Aí vocês podem me falar: Karina, foi uma artigo científico que falou que havia relação entre a vacina e o autismo. Eu achei que poderia confiar em um artigo científico.
Não, vocês nunca devem formar uma opinião baseada em um único artigo científico. E essa é a minha segunda dica. A descrição e divulgação de artigos isolados é importante para que a população entenda quais os passos e direções que a ciência está tomando. No entanto, uma decisão em não vacinar os filhos, por exemplo, não pode ser baseada em um único artigo.
A ciência é um método de testar o mundo. Cada cientista faz uma pergunta e testa com as ferramentas que tem em mãos. No entanto, essas ferramentas são limitadas para cada laboratório e também para cada momento histórico, uma vez que a tecnologia vai evoluindo. Com isso, são necessários diversos estudos, com ferramentas diferentes para se coletar evidências suficientemente robustas que afirmem que uma teoria pode, então, ser tomada como uma lei científica. E essas evidências também não podem ser coletadas somente por um único cientista isolado. Uma das premissas da ciência é replicabilidade, ou seja, diversos cientistas em diversos lugares obtém resultados similares para uma mesma pergunta.
Continuem lendo os textos descritivos dos trabalhos científicos isolados, mas se quiserem formar uma opinião determinística sobre algum assunto, procurem diversos textos de diferentes trabalhos científicos.
Minha terceira e última dica para este texto é: se aproximem e incomodem os cientistas.
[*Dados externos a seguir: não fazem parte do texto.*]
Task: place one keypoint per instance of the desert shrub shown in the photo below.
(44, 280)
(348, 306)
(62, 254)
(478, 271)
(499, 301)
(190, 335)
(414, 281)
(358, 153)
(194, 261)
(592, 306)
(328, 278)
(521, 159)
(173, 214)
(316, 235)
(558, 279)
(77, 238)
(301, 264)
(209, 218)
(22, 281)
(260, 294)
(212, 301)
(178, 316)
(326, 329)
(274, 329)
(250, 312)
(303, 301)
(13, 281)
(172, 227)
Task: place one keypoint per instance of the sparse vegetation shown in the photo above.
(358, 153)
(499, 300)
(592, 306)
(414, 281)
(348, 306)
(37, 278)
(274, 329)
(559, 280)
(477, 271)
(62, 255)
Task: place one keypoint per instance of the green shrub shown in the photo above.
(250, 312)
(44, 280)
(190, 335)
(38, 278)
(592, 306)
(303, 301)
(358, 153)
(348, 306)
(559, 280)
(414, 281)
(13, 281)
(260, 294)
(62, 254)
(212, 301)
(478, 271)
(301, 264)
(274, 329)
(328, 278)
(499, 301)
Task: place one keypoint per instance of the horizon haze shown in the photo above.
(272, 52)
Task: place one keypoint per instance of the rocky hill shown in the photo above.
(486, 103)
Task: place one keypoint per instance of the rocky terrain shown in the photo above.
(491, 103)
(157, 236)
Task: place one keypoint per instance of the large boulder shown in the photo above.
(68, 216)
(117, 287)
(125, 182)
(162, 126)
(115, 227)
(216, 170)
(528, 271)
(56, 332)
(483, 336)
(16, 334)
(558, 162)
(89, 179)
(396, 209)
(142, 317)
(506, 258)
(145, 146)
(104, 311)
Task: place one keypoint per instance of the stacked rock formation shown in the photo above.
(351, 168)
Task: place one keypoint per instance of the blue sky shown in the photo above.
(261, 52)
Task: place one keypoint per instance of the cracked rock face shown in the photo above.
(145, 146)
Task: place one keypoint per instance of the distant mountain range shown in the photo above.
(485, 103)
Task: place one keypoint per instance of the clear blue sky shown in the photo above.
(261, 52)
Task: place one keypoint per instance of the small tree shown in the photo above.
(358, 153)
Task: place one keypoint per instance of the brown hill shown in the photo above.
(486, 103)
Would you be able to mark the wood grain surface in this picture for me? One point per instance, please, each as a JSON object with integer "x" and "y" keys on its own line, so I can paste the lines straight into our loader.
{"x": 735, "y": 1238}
Isso mesmo, cientistas são pessoas normais que, muitas vezes, vivem enclausurados em suas masmorras chamadas laboratórios (brincadeirinha, a gente se diverte também 🙂 ). Incomode-os! Grande parte da ciência atual é paga com dinheiro público (seu dinheiro) e isso quer dizer que a ciência é um pouco sua também. No Brasil, a maioria dos cientistas estão concentrados nas universidades públicas. Os emails de contatos dos cientistas estão na internet (sites de universidades, sociedades de ciência) e vocês podem escrever, ligar e descobrir palestras e conferências. Além disso, vocês podem descobrir cientistas das mais diversas áreas procurando o curriculum deles na Plataforma Lattes. Não desistam por causa de alguns cientistas que não responderem ao chamado: gente esquisita tem em todo lugar. Tenho certeza que encontrarão cientistas abertos ao papo e às dúvidas.
REFERÊNCIA:
Por uma crítica da divulgação científica. Gustavo Martineli Massola, José Leon Crochík e Bernardo Parodi Svartman. Psicol. USP vol.26 no.3 São Paulo Sept./Dec. 2015
As consequências da má divulgação científica. Guilherme Brockington e Lucas Mesquita. Revista da Biologia. 2016. doi: 10.7594/revbio.15.01.03.
Why Public Dissemination of Science Matters: A Manifesto. David M. Eagleman. Journal of Neuroscience 24 July 2013, 33 (30) 12147-12149.
Vaccine-related beliefs and practices of parents of children with autism spectrum disorders. Bazzano A, Zeldin A, Schuster E, Barrett C and Lehrer D. Am J Intellect Dev Disabil. 2012; 117:233-42.